Когда я вошел в офицерскую палату, в нос мне ударил резкий запах мочи и говна. Может, почудилось мне? Смотрю, второй солдат, что со мной пришел, тоже нос наморщил. Значит, не почудилось. А в той же палате находились и другие офицеры как ни в чем не бывало, словно не замечали. Некоторые при этом спокойно жрали домашние харчи, что им жены принесли. У них что, носы позакладывало? Как можно находиться в такой палате, да еще есть при этом?
Уже когда мы принесли того прапорщика после процедур обратно, я спросил его:
— У вас что, утка не вынесена?
Он кивнул головой. Во дела! У нас в палате тоже есть лежачие больные, но их посуда с фекалиями выносится немедленно, минуты не стоит, а палата тут же проветривается. Причем этих лежачих строго предупредили, что если они оправятся ночью, то чтоб сразу будили кого-нибудь из нас. Чтоб не воняло всю ночь.

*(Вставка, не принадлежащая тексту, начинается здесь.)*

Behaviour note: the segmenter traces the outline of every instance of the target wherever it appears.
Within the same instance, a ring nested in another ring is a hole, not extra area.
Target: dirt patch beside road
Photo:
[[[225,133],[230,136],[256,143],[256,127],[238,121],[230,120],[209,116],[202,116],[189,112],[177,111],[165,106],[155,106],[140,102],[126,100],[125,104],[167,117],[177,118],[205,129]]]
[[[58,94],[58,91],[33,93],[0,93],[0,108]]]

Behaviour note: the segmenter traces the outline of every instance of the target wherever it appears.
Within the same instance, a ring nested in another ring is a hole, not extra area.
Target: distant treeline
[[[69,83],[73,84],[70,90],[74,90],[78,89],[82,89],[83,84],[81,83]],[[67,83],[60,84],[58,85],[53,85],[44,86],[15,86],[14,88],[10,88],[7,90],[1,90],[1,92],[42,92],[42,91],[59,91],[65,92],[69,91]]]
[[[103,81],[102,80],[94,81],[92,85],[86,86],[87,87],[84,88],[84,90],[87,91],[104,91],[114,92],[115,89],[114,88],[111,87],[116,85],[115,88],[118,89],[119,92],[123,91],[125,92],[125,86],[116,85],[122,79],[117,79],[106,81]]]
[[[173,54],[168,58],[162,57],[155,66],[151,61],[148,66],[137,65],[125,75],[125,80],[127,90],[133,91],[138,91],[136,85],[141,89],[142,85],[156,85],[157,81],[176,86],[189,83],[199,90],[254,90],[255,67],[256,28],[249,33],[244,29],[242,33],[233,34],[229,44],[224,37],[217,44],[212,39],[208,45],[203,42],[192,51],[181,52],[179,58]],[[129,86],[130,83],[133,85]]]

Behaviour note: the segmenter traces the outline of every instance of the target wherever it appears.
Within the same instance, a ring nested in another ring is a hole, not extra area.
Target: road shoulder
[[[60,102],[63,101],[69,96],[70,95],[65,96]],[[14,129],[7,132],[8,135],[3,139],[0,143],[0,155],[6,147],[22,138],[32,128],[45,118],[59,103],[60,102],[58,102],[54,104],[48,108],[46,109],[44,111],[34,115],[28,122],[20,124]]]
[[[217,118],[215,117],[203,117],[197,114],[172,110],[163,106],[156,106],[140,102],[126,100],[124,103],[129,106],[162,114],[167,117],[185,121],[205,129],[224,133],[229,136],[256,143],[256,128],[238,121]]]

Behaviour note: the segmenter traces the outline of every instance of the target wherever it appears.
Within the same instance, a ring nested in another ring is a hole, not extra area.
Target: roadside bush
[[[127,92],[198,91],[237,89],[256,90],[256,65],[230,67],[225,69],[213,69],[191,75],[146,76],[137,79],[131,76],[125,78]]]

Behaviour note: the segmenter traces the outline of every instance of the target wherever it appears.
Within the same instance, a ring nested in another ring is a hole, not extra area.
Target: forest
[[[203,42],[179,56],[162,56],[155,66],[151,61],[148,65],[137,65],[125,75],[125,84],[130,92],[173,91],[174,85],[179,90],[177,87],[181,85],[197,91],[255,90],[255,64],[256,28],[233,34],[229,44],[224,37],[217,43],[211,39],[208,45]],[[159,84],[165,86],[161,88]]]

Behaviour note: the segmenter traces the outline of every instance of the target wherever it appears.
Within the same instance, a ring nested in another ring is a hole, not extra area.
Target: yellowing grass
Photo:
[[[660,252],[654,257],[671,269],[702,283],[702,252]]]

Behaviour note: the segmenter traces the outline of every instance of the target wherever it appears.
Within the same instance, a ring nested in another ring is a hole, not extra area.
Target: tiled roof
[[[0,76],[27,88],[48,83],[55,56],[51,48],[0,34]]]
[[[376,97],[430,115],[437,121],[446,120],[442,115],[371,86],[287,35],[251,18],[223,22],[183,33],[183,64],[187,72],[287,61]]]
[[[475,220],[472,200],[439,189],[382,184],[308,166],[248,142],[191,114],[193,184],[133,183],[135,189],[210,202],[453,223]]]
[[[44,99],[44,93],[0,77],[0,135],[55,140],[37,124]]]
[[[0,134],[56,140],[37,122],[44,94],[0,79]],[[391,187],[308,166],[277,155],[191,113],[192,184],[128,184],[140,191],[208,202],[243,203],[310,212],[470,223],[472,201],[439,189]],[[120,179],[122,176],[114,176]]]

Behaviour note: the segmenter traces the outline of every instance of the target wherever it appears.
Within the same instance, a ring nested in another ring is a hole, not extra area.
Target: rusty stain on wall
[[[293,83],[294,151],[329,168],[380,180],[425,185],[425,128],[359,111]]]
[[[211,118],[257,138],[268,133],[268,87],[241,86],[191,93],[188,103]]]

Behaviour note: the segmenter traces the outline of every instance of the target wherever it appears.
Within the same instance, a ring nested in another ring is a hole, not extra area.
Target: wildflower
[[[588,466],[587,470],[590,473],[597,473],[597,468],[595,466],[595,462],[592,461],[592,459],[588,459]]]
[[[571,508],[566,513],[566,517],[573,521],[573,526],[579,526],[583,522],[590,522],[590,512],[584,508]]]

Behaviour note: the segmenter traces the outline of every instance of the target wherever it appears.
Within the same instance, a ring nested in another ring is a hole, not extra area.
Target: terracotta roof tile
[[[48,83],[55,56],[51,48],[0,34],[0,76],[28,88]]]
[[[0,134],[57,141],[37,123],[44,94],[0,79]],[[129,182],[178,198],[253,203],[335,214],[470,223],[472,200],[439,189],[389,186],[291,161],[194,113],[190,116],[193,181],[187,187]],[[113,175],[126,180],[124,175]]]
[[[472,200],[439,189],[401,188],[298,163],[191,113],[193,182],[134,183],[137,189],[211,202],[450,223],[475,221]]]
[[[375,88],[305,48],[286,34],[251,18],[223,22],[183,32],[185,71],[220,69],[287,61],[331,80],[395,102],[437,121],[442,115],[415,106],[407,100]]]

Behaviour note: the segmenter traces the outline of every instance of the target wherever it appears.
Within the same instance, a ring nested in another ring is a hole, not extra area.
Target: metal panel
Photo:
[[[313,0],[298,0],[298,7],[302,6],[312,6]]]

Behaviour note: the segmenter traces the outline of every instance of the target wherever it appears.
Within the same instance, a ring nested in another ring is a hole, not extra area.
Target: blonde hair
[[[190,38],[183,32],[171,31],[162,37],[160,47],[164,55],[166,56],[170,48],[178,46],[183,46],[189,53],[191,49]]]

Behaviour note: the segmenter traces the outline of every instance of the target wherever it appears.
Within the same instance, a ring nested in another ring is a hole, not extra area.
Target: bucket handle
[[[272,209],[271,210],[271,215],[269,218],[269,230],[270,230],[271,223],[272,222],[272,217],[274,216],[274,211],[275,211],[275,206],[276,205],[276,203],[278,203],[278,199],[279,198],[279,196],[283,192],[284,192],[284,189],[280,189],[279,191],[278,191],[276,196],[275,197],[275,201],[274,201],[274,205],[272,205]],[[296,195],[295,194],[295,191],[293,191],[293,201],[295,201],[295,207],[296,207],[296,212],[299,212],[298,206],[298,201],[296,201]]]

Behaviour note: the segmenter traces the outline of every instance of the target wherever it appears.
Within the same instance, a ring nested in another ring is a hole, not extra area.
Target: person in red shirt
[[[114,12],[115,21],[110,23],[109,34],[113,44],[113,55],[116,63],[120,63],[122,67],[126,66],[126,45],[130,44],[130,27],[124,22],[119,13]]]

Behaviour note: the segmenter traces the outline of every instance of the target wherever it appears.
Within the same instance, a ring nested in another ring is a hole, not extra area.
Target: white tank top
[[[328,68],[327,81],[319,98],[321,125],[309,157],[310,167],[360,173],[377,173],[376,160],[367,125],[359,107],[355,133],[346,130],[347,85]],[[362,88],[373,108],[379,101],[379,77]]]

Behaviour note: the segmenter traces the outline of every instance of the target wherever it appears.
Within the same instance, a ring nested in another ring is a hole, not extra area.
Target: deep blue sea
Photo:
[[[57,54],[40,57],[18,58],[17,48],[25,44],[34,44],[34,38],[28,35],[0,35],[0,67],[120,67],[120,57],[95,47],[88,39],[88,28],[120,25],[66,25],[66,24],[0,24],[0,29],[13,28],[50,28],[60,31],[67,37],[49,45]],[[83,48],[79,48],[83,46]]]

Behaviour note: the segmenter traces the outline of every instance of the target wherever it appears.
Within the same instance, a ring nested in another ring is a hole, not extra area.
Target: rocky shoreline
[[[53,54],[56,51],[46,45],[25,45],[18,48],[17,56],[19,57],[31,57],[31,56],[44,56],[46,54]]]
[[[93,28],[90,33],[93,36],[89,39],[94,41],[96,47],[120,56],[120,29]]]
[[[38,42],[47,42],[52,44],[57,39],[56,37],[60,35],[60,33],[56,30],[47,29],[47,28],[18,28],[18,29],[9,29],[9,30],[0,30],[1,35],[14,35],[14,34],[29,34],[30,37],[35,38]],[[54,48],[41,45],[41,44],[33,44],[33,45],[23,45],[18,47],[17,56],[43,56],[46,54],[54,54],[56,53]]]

Я тут же вытащил переполненную утку из-под его койки-каталки, унес в сортир, ершиком тщательно вымыл с хлоркой, потом водой с мылом и принес обратно в палату.
— Скажите, — спросил я прапорщика, — а что, посуду вашу совсем не выносят?
— Выносят — раз в сутки. В пять утра приходит санитарка, убирает палату и выносит утку.
Точно, вспомнил я. К нам по утрам она тоже приходит убирать, только выносить за лежачими ей не приходится — в нашей палате всегда все вынесено.
— Скажите, — еще раз спросил я раненого бортмеханика, — а почему ваши товарищи по палате не выносят за вами? Ведь дышать же нечем, им самим не противно?
— Эх, воин… — вздохнул прапорщик. — Ты же военный, а не понимаешь: ну как это лейтенант или даже целый капитан будет выносить парашу за прапорщиком?
«Ах, вот оно что, — подумал я. — Западло им, значит». Я рассказал об этом ребятам из своей палаты. Их мнение было единодушным: «Это не офицеры, это скоты!»
А Виталий из Ленинграда, который угодил на госпитальную койку с острым радикулитом как раз за день до дембеля, философски заметил:
— Ну, одно другого не исключает. Мы рассказали потом о вони в палате прапорщика главврачу отделения, офицеры той палаты были им жестоко вздрючены (крик был слышен на всех пяти этажах). С тех пор утка из-под парализованного прапорщика выносилась ими немедленно.
Уже много лет спустя, во время работы в начале 90-х в Эрмитаже, я прочитал в музейной брошюре, что во время Первой мировой войны в дворцовых залах (тогда это был Зимний дворец, резиденция российских императоров, а Эрмитажем называлась лишь часть дворца) размещался военный госпиталь для солдат и офицеров. И дочери российского царя работали сестрами милосердия в этом госпитале (есть фото в брошюре), ухаживали за ранеными, выносили их утки. И не западло им было.